In der dritten Kategorie geht es um Skills, die über das reine Schreiben von Code hinausgehen und Aktionen auf dem Computer ausführen. Der Sprecher nutzt hierfür das Beispiel der Bildgenerierung über externe APIs wie fal.ai mittels kleiner CLI-Tools. Der Agent erhält eine Anleitung, wie er ein vorhandenes Skript ausführen muss, ohne dass er direkten Zugriff auf sensible API-Keys in der .env-Datei benötigt. Dies zeigt das enorme Potenzial von Agenten, die als Koordinatoren für komplexe Workflows fungieren, wenn man ihnen die richtigen Werkzeuge beschreibt. Die Erstellung solcher Skripte kann sogar durch die KI selbst im Rahmen von "Vibe Coding" erfolgen.

Zusammenfassung und Sicherheitswarnungen

Zum Abschluss warnt der Sprecher davor, KI-Tools mit zu vielen unkritischen Skills zu überladen, da dies das Kontextfenster unnötig füllt.
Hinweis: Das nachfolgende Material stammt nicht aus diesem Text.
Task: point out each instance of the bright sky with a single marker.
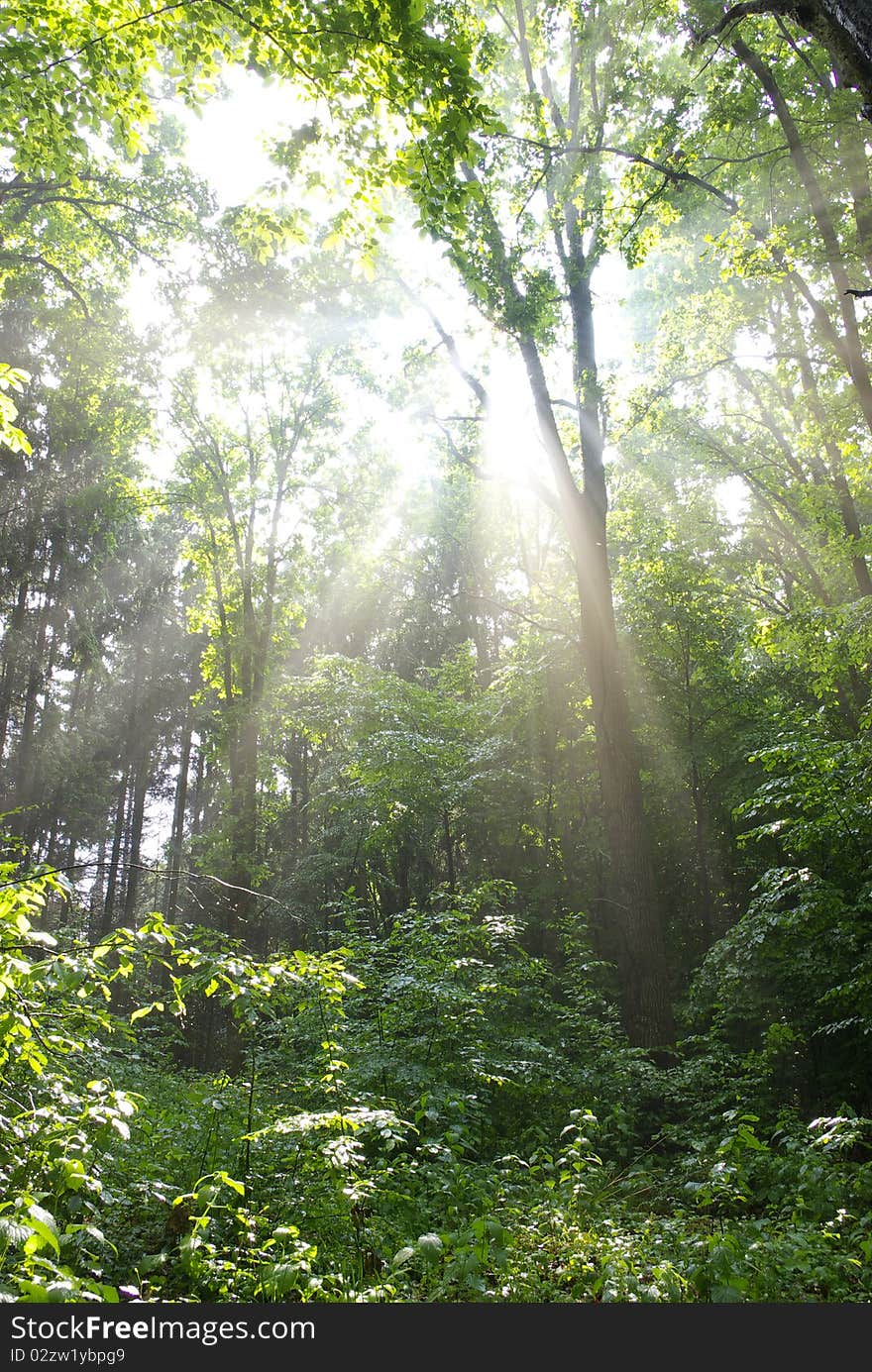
(227, 147)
Er empfiehlt eine selektive Auswahl und den Besuch von Plattformen wie skills.sh für Inspirationen, mahnt aber gleichzeitig zur Vorsicht bezüglich Prompt-Injection. Jeder Skill von Drittanbietern sollte vor der Verwendung gründlich gelesen werden, um bösartige Anweisungen auszuschließen. Die zentrale Botschaft bleibt, nicht von der Komplexität eingeschüchtert zu sein, sondern spielerisch mit den drei Kernarten zu beginnen. So baut man sich langfristig eine wertvolle Bibliothek auf, die die tägliche Engineering-Arbeit massiv unterstützt.